Why Cohere
Cohere is an enterprise-focused NLP provider whose models are built around retrieval and search rather than open-ended chat. Its three workhorse endpoints map cleanly onto the parts of a production RAG system: Embed turns text into vectors, Rerank scores how relevant documents are to a query, and Chat (Command R and R+) generates grounded answers with citations and tool calls. If you are building search, knowledge assistants, or document processing at scale, Cohere’s separation of these concerns is a genuine advantage over a single chat-only API.
Use the builder above to assemble a real request for any of the three endpoints, then copy the curl and run it with your own key.
How the three endpoints fit together
A typical Cohere RAG flow looks like this. At ingestion time you call Embed
with input_type: "search_document" to vectorise every chunk of your corpus and
store the vectors. At query time you embed the user’s question with
input_type: "search_query", do an approximate-nearest-neighbour lookup to get
a noisy top-k, then pass that candidate set to Rerank to reorder by true
relevance. Finally you hand the best few chunks to Chat as documents so
Command R+ produces an answer grounded in your data — with inline citations it
generates automatically when you pass a documents field.

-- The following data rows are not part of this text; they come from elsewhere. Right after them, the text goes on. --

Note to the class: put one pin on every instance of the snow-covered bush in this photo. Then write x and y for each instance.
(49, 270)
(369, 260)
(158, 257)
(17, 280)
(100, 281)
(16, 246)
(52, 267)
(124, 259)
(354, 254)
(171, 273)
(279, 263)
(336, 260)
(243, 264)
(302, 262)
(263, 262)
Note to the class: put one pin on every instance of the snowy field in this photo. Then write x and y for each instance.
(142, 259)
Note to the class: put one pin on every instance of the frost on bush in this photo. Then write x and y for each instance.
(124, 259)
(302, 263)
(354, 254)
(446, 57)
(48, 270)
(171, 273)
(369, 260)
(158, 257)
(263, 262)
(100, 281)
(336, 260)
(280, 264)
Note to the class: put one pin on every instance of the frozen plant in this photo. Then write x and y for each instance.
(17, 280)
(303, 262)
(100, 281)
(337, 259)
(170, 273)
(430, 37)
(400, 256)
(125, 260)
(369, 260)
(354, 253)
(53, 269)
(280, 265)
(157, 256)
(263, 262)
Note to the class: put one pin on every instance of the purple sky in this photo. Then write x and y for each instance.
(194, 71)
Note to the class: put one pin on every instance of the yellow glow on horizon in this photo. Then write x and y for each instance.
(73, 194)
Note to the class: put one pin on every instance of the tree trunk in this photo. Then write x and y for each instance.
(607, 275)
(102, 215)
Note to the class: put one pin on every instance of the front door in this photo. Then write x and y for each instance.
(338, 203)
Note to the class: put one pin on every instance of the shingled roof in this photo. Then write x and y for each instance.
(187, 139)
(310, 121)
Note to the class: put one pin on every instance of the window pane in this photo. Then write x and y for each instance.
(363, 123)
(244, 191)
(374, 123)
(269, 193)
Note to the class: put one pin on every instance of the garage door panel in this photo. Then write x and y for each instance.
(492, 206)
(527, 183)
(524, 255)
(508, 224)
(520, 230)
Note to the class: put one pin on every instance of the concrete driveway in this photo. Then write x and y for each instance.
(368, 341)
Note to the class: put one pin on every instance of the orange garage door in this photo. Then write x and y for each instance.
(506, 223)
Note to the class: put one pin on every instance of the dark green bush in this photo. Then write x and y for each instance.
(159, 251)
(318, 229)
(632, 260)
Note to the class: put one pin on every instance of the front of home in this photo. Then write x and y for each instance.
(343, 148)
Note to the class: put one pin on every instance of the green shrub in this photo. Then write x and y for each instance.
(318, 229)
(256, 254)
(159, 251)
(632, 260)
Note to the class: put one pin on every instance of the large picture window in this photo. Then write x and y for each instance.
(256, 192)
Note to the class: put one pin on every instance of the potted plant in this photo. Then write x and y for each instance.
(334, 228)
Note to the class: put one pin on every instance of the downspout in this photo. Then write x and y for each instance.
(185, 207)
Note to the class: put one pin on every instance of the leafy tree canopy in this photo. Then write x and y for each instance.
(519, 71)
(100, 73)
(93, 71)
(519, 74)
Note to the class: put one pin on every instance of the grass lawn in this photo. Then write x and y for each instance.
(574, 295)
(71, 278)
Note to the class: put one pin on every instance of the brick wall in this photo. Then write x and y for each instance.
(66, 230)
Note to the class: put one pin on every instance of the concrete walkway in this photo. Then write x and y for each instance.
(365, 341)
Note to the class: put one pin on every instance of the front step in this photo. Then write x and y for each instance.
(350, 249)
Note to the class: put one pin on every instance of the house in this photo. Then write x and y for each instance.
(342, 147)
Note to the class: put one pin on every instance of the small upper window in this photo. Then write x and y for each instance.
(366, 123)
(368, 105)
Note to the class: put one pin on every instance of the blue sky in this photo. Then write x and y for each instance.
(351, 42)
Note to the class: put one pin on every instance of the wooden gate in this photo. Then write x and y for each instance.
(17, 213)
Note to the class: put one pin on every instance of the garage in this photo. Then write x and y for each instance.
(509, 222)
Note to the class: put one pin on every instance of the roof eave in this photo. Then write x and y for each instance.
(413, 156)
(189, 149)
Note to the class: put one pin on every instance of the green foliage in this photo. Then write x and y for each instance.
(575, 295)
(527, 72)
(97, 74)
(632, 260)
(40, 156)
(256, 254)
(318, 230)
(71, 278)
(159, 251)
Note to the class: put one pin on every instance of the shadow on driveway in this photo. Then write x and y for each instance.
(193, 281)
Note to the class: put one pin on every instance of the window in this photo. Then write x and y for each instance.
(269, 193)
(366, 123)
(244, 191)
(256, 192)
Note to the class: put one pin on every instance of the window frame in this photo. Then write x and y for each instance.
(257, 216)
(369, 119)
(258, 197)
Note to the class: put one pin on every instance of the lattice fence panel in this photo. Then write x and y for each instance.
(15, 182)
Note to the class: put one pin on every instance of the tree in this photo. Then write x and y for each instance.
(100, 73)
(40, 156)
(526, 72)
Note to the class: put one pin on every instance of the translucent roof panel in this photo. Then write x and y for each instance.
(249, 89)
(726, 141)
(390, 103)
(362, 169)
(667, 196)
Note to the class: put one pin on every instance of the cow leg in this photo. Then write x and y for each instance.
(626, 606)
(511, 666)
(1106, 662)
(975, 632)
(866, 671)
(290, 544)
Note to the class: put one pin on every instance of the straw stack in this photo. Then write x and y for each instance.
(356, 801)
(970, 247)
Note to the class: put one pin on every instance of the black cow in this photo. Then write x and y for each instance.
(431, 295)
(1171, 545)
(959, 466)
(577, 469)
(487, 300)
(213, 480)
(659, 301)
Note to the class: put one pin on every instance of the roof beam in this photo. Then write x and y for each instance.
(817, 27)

The key detail beginners miss is that v3 embeddings are asymmetric: documents
and queries must be embedded with different input_type values or retrieval
quality drops noticeably. Get that right and Cohere’s retrieval stack is hard to
beat.
Tips and gotchas
- Authenticate with a Bearer header. Cohere uses
Authorization: Bearer $CO_API_KEY, not a custom key header. - Start with Rerank for cheap wins. If your RAG answers are mediocre, adding a Rerank pass over your existing retrieval is the highest-leverage change you can make and costs far less than the chat call.
- Pin the model string. Always specify an exact model (e.g.
command-r-plus) rather than an alias, so a model update never silently changes your behaviour. - Move to the SDK once it works. Prototype with the curl above, then switch
to the official
coherePython or TypeScript SDK for retries, streaming, and typed responses in production.